After Standard three, my family moved to Madras. My new school teachers were nice but I missed my K Miss dreadfully. A year went by. Then one morning, in the passage outside my classroom, I heard her voice. Usually the most docile and respectful student, I bolted. I might have stammered some explanation to my teacher on the way out but the only thought in my head was getting to K Miss. I ran into her arms and some part of me felt put back to rights. It turned out that her niece was being newly admitted into my class.
K Miss moved to Madras and has been a part of my life ever since. All these years later, she is a friend and caring critic. She never hesitates to tell it like it is. Her cheery greeting (Hell-lo, Sa-na-ya!!!)on the other end of the phone line always lifts my spirits. When my brother died, it was to her house I went first, searching for the comfort I knew I would find there. She cuddled my son when he was a baby and will always want to know what he’s up to. Her niece is a dear friend. When my Mum lay dying in hospital, K Miss held her hand and sang Broadway show tunes to her. My dad and she stay in touch, flirting with each other in five different languages.

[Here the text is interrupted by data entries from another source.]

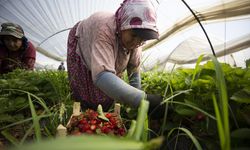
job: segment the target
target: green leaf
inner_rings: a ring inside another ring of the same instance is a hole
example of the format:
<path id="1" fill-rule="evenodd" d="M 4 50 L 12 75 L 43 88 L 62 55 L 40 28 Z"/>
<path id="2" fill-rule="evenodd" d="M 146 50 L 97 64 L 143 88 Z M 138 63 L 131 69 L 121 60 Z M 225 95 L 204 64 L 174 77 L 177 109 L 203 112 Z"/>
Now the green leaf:
<path id="1" fill-rule="evenodd" d="M 241 128 L 232 131 L 231 136 L 238 139 L 250 139 L 250 128 Z"/>
<path id="2" fill-rule="evenodd" d="M 196 111 L 188 108 L 188 107 L 185 107 L 185 106 L 181 106 L 181 105 L 178 105 L 176 108 L 175 108 L 175 111 L 180 114 L 180 115 L 183 115 L 183 116 L 194 116 L 196 114 Z"/>
<path id="3" fill-rule="evenodd" d="M 239 103 L 250 103 L 250 91 L 242 89 L 231 96 L 231 99 Z"/>

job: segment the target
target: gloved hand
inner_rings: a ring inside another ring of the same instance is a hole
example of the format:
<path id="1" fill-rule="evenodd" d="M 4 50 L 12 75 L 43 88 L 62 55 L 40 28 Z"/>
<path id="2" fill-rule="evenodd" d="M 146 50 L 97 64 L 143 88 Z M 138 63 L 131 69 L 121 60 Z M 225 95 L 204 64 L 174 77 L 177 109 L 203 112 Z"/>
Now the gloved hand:
<path id="1" fill-rule="evenodd" d="M 165 104 L 161 104 L 163 97 L 161 95 L 147 94 L 146 100 L 149 101 L 149 117 L 160 119 L 164 116 Z"/>

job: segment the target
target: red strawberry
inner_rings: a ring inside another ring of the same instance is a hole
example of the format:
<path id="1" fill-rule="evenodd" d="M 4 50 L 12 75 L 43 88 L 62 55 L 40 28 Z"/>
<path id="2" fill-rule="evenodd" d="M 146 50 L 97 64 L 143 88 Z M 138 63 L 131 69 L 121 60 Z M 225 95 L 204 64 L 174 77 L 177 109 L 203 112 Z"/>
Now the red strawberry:
<path id="1" fill-rule="evenodd" d="M 105 117 L 107 117 L 108 119 L 112 117 L 111 113 L 106 113 Z"/>
<path id="2" fill-rule="evenodd" d="M 96 129 L 96 125 L 91 125 L 91 126 L 90 126 L 90 129 L 91 129 L 92 131 L 94 131 L 94 130 Z"/>

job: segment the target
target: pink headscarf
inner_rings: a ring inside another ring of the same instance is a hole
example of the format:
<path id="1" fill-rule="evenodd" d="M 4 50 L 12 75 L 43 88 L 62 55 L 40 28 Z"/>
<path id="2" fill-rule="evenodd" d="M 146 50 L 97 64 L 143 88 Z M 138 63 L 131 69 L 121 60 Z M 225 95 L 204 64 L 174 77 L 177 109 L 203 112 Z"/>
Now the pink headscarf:
<path id="1" fill-rule="evenodd" d="M 132 28 L 158 32 L 156 10 L 151 0 L 124 0 L 115 15 L 118 33 Z"/>

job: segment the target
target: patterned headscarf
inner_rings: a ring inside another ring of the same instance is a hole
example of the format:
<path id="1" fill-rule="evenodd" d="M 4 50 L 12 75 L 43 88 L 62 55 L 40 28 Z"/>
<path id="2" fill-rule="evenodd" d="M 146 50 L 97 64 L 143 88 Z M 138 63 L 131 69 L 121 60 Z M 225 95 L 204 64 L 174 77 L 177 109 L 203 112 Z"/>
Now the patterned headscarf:
<path id="1" fill-rule="evenodd" d="M 158 32 L 156 10 L 151 0 L 124 0 L 115 15 L 118 33 L 132 28 Z"/>

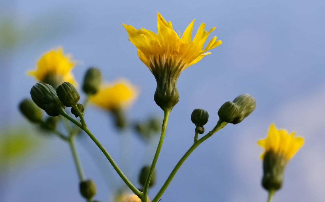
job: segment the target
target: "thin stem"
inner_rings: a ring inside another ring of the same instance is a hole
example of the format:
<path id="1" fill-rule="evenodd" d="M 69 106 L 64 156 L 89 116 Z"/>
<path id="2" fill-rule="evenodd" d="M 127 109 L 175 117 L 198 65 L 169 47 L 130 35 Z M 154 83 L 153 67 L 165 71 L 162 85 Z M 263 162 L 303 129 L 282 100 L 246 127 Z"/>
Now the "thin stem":
<path id="1" fill-rule="evenodd" d="M 85 180 L 84 175 L 84 174 L 80 159 L 78 156 L 78 153 L 77 152 L 75 145 L 74 145 L 74 138 L 71 138 L 69 141 L 69 145 L 70 146 L 70 148 L 71 150 L 71 153 L 72 153 L 72 156 L 73 158 L 73 161 L 74 161 L 74 164 L 75 164 L 77 171 L 78 173 L 79 180 L 80 182 L 83 181 Z"/>
<path id="2" fill-rule="evenodd" d="M 189 155 L 192 153 L 192 152 L 194 150 L 195 148 L 197 147 L 200 144 L 203 142 L 204 140 L 211 137 L 214 133 L 224 127 L 227 123 L 228 123 L 227 122 L 225 122 L 222 120 L 219 120 L 217 123 L 216 125 L 215 126 L 215 127 L 212 131 L 208 133 L 206 135 L 193 144 L 193 145 L 190 147 L 189 149 L 186 152 L 186 153 L 185 153 L 185 154 L 182 157 L 182 158 L 181 158 L 180 160 L 177 163 L 177 164 L 176 164 L 176 165 L 174 168 L 174 169 L 173 170 L 172 172 L 171 173 L 169 176 L 168 177 L 166 182 L 165 182 L 165 183 L 162 185 L 160 190 L 159 190 L 157 195 L 155 196 L 155 197 L 152 199 L 152 200 L 151 201 L 151 202 L 157 202 L 158 201 L 159 199 L 161 197 L 162 194 L 163 194 L 164 192 L 166 189 L 167 188 L 167 187 L 169 184 L 169 183 L 171 182 L 174 176 L 176 174 L 176 172 L 178 170 L 178 169 L 182 165 L 182 164 L 184 162 L 185 160 L 188 157 Z"/>
<path id="3" fill-rule="evenodd" d="M 199 139 L 199 132 L 198 131 L 195 129 L 195 135 L 194 136 L 194 143 L 195 143 L 196 142 L 198 141 L 198 140 Z"/>
<path id="4" fill-rule="evenodd" d="M 272 197 L 274 194 L 275 191 L 274 190 L 271 190 L 268 191 L 268 196 L 267 197 L 267 202 L 271 202 L 272 200 Z"/>
<path id="5" fill-rule="evenodd" d="M 158 160 L 158 157 L 159 156 L 159 153 L 160 152 L 160 150 L 161 149 L 162 146 L 162 143 L 163 142 L 164 138 L 165 137 L 165 133 L 166 133 L 166 128 L 167 127 L 167 122 L 168 122 L 168 118 L 169 116 L 169 113 L 170 112 L 170 109 L 167 109 L 164 110 L 164 119 L 162 121 L 162 133 L 160 135 L 160 139 L 159 139 L 159 143 L 158 143 L 158 146 L 157 147 L 157 149 L 156 151 L 156 153 L 155 154 L 155 156 L 153 157 L 153 159 L 152 160 L 152 163 L 151 164 L 151 166 L 150 167 L 150 170 L 149 170 L 149 174 L 146 180 L 146 182 L 145 183 L 144 187 L 143 188 L 143 194 L 142 195 L 142 201 L 147 202 L 147 194 L 148 193 L 148 189 L 149 188 L 149 184 L 151 179 L 151 177 L 152 175 L 152 173 L 156 166 L 156 164 L 157 162 L 157 160 Z"/>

The only thing I find myself unable to do even today is call her by her name without attaching the Miss to the end. For me, she is my first and best teacher. I am an articulate speaker today and a writer too, because of the fine examples she set me and the advice she gave me. I often catch myself thinking, “What would K Miss do?”, especially when confronted by tough choices. I may not always know for certain, but she taught me an instinct for right and wrong very early on. I rely on that instinct to help me decide.
I am fortunate to have had wonderful teachers all through my life. Most of them were young women, brimming with ideas and ideals, energy and enthusiasm. There were older women too, tempering their enthusiasm with experience, their idealism with intellect.It all started with a young woman in an Ernakulam school though. She set me up for a lifetime of learning. That first impact – of a teacher who loved her students and loved to teach – was the key. It made me approach all my future teachers with the same expectation. The majority of them delivered on that early promise K Miss had made. -Teaching really is a work of Heart.
Too good, Sanaya. I really enjoyed reading it. Very well written.